The U.S. Supreme Court reversed the U.S. Court of Appeal for the Federal Circuit holding that a defendant may not be liable for inducing infringement of a patent under 35 U.S.C. § 271(b) when no one has directly infringed the patent under 35 U.S.C. § 271(a) or any other statutory provision. Limelight Networks, Inc. v. Akamai Technologies, Inc., 572 U.S. __ (2014). The decision limits the ability of patent holders to protect technologies that are increasingly relevant in today's economy. We are in an era of specialization and collaboration. Digital technology moves information among users. Patient samples may be taken in the home or in a physician's office, analyzed and in a laboratory and transmitted to a treating physician who prescribes therapy. Thus, in many instances, more than one individual or entity can be involved in providing a digital service or medical method. Today's decision dictates that these method patents are only enforceable if one party practices all steps of the method.

Multi-Party Infringement

Patenting multi-party methods typically requires incorporating the steps performed by each actor in the method. For diagnostic and treatments methods in personalized medicine, a patent claim could recite the steps of: 1) obtaining the patient sample; 2) analyzing the sample for the presence of a genetic marker using one or more specific technologies; 3) treating the patient based on the information learned from the analysis of the patient sample.

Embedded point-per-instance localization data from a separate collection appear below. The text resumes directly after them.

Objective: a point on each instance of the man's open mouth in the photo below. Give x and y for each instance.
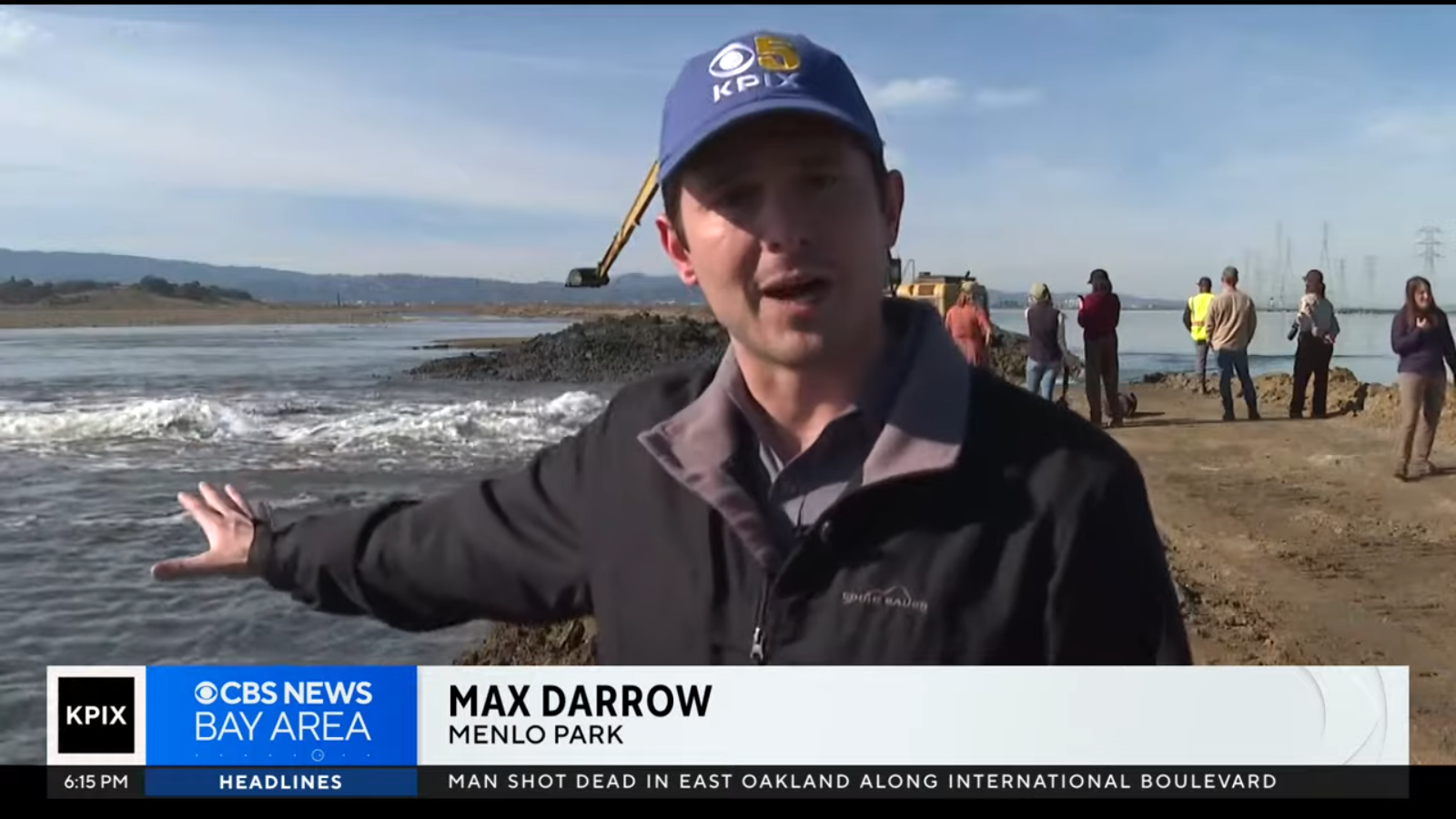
(797, 290)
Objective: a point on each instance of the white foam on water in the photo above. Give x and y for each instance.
(288, 431)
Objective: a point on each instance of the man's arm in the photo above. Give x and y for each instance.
(509, 550)
(1111, 598)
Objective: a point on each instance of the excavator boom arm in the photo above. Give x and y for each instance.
(601, 276)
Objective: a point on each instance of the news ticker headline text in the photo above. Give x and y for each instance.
(567, 782)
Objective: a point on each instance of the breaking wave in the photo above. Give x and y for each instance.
(290, 430)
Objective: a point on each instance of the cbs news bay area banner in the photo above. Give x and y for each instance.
(727, 732)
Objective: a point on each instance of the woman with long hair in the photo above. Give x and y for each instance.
(970, 329)
(1421, 337)
(1315, 327)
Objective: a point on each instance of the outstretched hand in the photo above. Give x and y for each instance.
(226, 521)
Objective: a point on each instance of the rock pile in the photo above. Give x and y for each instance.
(615, 350)
(621, 349)
(1347, 395)
(606, 350)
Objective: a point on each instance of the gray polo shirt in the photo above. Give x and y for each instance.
(793, 496)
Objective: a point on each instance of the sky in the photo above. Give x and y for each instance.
(1037, 142)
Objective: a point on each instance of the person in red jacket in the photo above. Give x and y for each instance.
(1098, 314)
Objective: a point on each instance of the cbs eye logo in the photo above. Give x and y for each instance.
(206, 693)
(769, 53)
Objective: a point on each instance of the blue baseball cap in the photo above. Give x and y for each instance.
(759, 73)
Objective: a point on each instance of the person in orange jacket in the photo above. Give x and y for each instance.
(970, 327)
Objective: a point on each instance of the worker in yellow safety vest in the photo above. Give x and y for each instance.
(1194, 314)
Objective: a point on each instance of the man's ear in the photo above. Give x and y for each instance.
(895, 206)
(676, 251)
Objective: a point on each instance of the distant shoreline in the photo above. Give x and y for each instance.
(66, 318)
(269, 314)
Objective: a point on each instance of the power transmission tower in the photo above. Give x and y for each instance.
(1279, 264)
(1429, 245)
(1372, 298)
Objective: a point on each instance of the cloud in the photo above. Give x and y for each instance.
(995, 99)
(157, 114)
(924, 92)
(15, 34)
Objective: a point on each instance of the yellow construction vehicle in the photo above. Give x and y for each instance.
(941, 290)
(601, 276)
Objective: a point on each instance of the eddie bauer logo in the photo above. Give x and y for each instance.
(892, 598)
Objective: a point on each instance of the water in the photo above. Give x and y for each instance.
(99, 429)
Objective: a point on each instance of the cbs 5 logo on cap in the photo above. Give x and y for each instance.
(772, 60)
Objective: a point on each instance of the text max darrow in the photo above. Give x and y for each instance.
(580, 702)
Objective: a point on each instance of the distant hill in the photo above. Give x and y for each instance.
(286, 286)
(293, 288)
(150, 288)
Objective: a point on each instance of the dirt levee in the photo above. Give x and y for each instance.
(1373, 404)
(606, 350)
(621, 349)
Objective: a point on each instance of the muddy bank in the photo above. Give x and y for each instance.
(621, 349)
(1375, 404)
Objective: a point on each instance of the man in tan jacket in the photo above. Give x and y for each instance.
(1230, 325)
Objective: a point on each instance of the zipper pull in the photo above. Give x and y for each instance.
(756, 652)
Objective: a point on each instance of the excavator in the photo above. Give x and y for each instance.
(939, 290)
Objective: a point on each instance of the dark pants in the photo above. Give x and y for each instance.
(1234, 361)
(1310, 360)
(1101, 378)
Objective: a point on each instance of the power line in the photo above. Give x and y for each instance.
(1372, 298)
(1429, 245)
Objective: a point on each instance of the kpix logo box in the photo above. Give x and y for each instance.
(98, 714)
(95, 716)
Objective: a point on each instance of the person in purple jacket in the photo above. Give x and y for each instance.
(1421, 337)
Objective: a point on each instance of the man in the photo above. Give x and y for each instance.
(1099, 312)
(1194, 314)
(1315, 329)
(1230, 322)
(841, 490)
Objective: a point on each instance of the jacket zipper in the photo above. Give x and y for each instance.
(757, 653)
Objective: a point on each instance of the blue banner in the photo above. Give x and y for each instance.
(283, 716)
(281, 782)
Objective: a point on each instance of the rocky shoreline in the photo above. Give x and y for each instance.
(613, 349)
(621, 349)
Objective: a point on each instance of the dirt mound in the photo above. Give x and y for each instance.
(571, 643)
(1369, 402)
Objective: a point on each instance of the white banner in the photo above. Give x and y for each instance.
(915, 716)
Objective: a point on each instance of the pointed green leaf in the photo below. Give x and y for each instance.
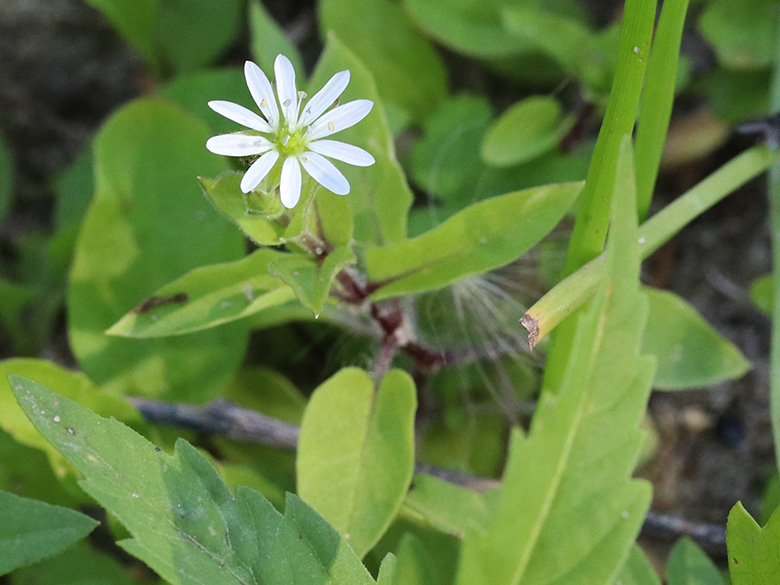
(482, 237)
(637, 570)
(310, 277)
(356, 452)
(569, 509)
(379, 197)
(446, 158)
(226, 196)
(689, 565)
(691, 354)
(754, 552)
(527, 130)
(31, 530)
(207, 297)
(184, 521)
(74, 385)
(267, 39)
(79, 565)
(407, 69)
(146, 226)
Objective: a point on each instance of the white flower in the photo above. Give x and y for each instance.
(282, 134)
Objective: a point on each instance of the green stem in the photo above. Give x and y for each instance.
(573, 291)
(774, 214)
(657, 100)
(590, 228)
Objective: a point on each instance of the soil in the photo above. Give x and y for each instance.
(63, 70)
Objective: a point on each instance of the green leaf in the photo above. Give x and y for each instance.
(74, 192)
(446, 506)
(762, 291)
(743, 34)
(134, 20)
(267, 39)
(691, 354)
(6, 179)
(405, 65)
(569, 507)
(525, 131)
(334, 218)
(356, 452)
(184, 521)
(192, 91)
(689, 565)
(310, 277)
(79, 565)
(479, 238)
(265, 390)
(206, 297)
(472, 27)
(415, 563)
(26, 472)
(380, 197)
(194, 33)
(225, 194)
(31, 530)
(387, 571)
(146, 226)
(446, 159)
(74, 385)
(567, 40)
(637, 570)
(754, 552)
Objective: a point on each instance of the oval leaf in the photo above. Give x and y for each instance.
(184, 521)
(527, 130)
(691, 354)
(356, 452)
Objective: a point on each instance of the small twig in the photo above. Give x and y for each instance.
(224, 418)
(221, 417)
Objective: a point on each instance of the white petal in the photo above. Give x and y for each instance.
(258, 171)
(262, 92)
(340, 118)
(323, 171)
(238, 145)
(285, 87)
(324, 98)
(290, 186)
(240, 115)
(344, 152)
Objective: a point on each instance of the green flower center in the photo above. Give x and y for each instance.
(291, 143)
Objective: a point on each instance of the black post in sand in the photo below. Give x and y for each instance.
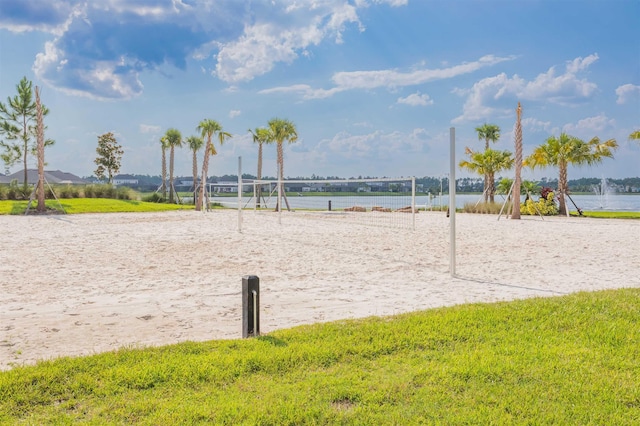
(250, 306)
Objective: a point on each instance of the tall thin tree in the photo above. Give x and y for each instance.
(17, 118)
(565, 150)
(174, 139)
(281, 130)
(109, 156)
(488, 133)
(515, 213)
(488, 163)
(208, 128)
(40, 153)
(164, 144)
(195, 144)
(261, 137)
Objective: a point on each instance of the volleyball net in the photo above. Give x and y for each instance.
(388, 202)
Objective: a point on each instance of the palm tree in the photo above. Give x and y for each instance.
(281, 130)
(488, 163)
(564, 150)
(488, 133)
(208, 128)
(515, 213)
(164, 143)
(17, 119)
(195, 144)
(174, 139)
(529, 187)
(261, 137)
(504, 185)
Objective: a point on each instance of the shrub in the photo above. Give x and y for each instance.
(68, 191)
(18, 192)
(154, 198)
(545, 205)
(123, 193)
(484, 208)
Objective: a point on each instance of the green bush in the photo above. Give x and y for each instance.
(18, 192)
(68, 191)
(123, 193)
(484, 208)
(545, 205)
(154, 198)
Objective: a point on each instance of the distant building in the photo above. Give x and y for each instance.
(50, 176)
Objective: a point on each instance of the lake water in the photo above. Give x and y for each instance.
(609, 202)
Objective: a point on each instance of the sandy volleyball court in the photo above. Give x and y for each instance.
(82, 284)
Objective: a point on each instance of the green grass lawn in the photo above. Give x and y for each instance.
(93, 205)
(566, 360)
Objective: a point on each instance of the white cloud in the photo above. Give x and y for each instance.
(416, 99)
(591, 126)
(627, 93)
(393, 78)
(149, 128)
(386, 78)
(563, 89)
(263, 44)
(536, 125)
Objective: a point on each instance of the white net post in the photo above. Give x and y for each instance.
(239, 194)
(452, 202)
(413, 203)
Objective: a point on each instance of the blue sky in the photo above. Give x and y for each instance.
(373, 86)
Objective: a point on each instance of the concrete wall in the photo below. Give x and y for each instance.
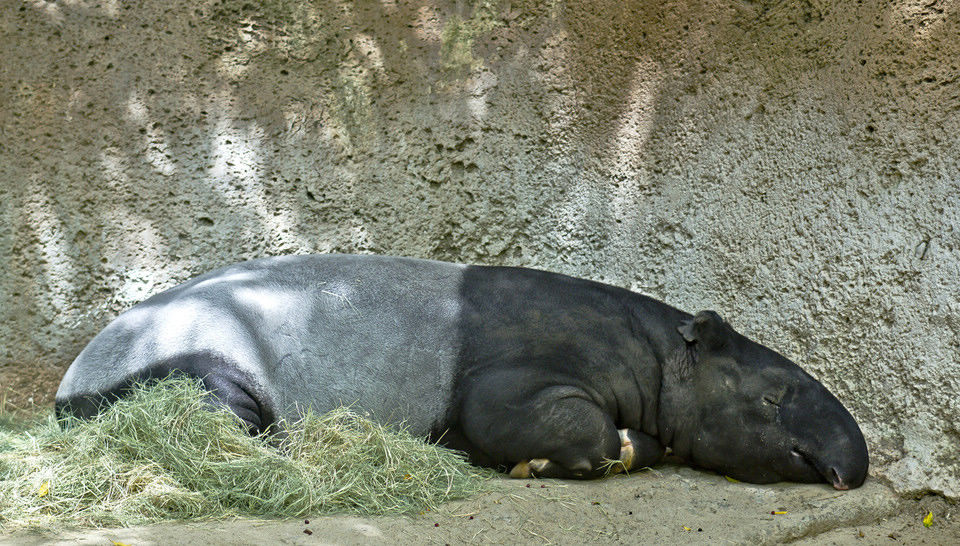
(791, 164)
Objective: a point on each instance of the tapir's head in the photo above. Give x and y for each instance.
(745, 411)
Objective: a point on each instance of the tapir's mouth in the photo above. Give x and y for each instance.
(827, 471)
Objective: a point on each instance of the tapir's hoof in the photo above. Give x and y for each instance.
(627, 452)
(527, 469)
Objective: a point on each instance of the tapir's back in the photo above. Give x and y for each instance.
(379, 332)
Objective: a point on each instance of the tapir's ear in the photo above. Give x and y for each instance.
(706, 328)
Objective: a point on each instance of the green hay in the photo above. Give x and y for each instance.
(163, 453)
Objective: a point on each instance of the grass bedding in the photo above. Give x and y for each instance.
(163, 453)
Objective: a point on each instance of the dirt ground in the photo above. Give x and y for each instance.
(668, 505)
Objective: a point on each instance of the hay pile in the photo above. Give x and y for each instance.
(162, 453)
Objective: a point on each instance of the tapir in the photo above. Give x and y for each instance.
(534, 372)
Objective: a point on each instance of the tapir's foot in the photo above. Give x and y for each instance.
(627, 452)
(528, 469)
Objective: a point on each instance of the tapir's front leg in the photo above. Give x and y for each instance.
(556, 431)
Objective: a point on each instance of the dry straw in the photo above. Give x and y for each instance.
(164, 453)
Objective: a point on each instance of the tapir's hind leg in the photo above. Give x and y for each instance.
(555, 432)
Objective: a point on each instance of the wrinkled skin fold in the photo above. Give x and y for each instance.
(535, 372)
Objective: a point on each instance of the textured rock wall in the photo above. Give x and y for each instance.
(792, 164)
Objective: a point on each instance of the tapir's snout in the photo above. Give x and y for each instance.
(830, 441)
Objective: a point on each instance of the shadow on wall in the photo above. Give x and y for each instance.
(728, 154)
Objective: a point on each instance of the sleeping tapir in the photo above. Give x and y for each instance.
(541, 373)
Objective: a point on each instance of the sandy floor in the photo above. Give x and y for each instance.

Enforcement of multi-party patent claims is difficult because to prove direct infringement under 35 U.S.C. § 271(a), one party must perform all elements of the patent claim. Section 271(b) of the Patent Statute covers indirect infringement, which governs situations when a defendant participates in infringement but does not directly infringe the patent. To enforce a patent claim that requires more than one actor, plaintiffs allege infringement under a theory of induced infringement. In 2012, the Federal Circuit in Akamai Technologies, Inc. v. Limelight Networks, Inc. overruled its prior precedent to hold that if a party induced others to act with him or induced others to perform all elements of the claim, the party can be liable for induced infringement. The Federal Circuit reasoned that a party who knowingly induces others to engage in acts that jointly practice the steps of a patented method – and those who knowingly induces others to practice those steps – has had precisely the same impact on the patentee as the party who induces the same infringement by a single user.

The Patented Method

The Massachusetts Institute of Technology is the assignee of U.S. Patent No. 6,108,703 (the '703 Patent) which claims a method of delivering electronic data using a "content delivery network" or "CDN." Akamai Technologies is the exclusive licensee of the '703 Patent. The '703 Patent claims technology that allows for the designation of certain components of a content provider's Web site (such as video or music files) to be stored on Akamai's servers and accessed from those servers by internet users. "Tagging" is the process of designating components to be stored on Akamai's servers. Tagging increases the speed by which internet users can access content.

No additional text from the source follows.